Week 1 - setup, sequencing QC, mapping, variant calling#
Setup#
Due to a couple of problems along the way, the whole setup is summarized in cheatsheets. This includes Miniconda3, packages, Nextflow and Singularity installations.
Sequencing Quality Control#
Download the fasta compressed file (MN908947.fasta.zip) containing Wuhan-1 reference sequence into working directory
Activate MOOC environment
$ conda activate MOOC
Download the sequence data for following samples using:
$ fastq-dump --split-files ERR5743893
Create a folder to store QC reports
$ mkdir -p QC_Reports
Run fastqc on the two fastq files we just downloaded
$ fastqc ERR5743893_1.fastq ERR5743893_2.fastq --outdir QC_Reports
FastQC creates an .html report for each file.
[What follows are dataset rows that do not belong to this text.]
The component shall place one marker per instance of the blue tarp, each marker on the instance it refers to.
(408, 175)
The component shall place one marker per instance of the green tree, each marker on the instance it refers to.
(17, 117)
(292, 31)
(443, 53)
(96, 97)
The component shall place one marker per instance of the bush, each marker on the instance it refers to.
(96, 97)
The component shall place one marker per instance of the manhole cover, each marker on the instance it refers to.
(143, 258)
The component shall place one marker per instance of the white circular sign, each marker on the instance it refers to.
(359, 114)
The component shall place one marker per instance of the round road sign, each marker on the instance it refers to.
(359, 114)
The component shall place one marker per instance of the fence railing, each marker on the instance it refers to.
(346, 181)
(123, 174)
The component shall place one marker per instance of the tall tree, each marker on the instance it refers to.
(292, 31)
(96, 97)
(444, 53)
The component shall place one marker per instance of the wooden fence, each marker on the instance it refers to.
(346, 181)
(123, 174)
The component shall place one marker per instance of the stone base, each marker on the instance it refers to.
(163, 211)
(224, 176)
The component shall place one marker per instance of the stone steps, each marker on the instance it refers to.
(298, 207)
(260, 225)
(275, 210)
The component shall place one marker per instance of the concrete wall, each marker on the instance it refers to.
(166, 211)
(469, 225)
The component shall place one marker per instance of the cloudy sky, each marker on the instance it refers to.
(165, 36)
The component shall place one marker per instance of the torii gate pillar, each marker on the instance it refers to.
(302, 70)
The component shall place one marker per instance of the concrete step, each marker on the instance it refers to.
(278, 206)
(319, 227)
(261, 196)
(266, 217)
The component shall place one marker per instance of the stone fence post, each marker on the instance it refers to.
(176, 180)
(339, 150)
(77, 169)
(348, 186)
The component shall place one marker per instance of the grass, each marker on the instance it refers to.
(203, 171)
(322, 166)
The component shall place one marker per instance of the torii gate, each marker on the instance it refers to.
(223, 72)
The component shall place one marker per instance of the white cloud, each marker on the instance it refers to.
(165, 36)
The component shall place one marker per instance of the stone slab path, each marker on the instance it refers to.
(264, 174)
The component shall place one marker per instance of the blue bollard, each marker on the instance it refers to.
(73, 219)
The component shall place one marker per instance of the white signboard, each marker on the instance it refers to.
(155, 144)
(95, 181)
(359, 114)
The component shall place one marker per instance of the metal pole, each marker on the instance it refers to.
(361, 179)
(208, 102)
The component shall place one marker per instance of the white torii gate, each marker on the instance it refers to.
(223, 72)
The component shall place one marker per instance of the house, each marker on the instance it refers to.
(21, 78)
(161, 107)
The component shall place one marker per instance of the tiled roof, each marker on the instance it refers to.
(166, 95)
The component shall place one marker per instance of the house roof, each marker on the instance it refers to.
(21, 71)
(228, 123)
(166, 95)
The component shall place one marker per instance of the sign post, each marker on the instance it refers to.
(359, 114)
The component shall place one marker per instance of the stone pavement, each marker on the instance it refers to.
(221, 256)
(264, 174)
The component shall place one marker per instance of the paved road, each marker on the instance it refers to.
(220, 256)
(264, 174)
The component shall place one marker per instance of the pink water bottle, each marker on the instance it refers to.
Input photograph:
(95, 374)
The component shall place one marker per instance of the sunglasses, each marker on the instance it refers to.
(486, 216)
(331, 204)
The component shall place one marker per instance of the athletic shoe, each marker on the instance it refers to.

To have it summarized in one report we use a tool called multiQC.
$ multiqc .
Open the multiqc_report.html in the web browser and explore the output
Mapping sample sequence to reference#
Steps:
Indexing reference genome - fasta.fai
Map sequences - .sam
Compress to binary file - .bam
Sort the .bam for quicker downstream processing - (sorted).bam
Index sorted.bam file - (sorted).bam.bai
*Visualize in Integrative Genomics Viewer (IGV)
Indexing reference genome
# be organized
$ mkdir Mapping
#index
$ bwa index MN908947.fasta
# or this, since this produces the fasta.fai file for IGV
$ samtools faidx MN908947.fasta
Map sequences
$ bwa mem MN908947.fasta ERR5743893_1.fastq ERR5743893_2.fastq > Mapping/ERR5743893.sam
Change to Mapping and check file size
$ cd Mapping
$ ls -lhrt
Compress .sam to .bam
$ cd ..
$ samtools view -@ 20 -S -b Mapping/ERR5743893.sam > Mapping/ERR5743893.bam # can change nr of threads as to specs
Check again the file size to confirm compression
Sort the .bam file
$ samtools sort -@ 32 -o Mapping/ERR5743893.sorted.bam Mapping/ERR5743893.bam
Index the (sorted).bam file
$ samtools index Mapping/ERR5743893.sorted.bam
*Visualize in IGV
Web software: Genome > load refseq.fasta & refseq.fasta.fai
Tracks > load sampleseq.sorted.bam & sampleseq.sorted.bam.bai
Variant calling#
Call variants from .bam file with FreeBayes. This results in .vcf file.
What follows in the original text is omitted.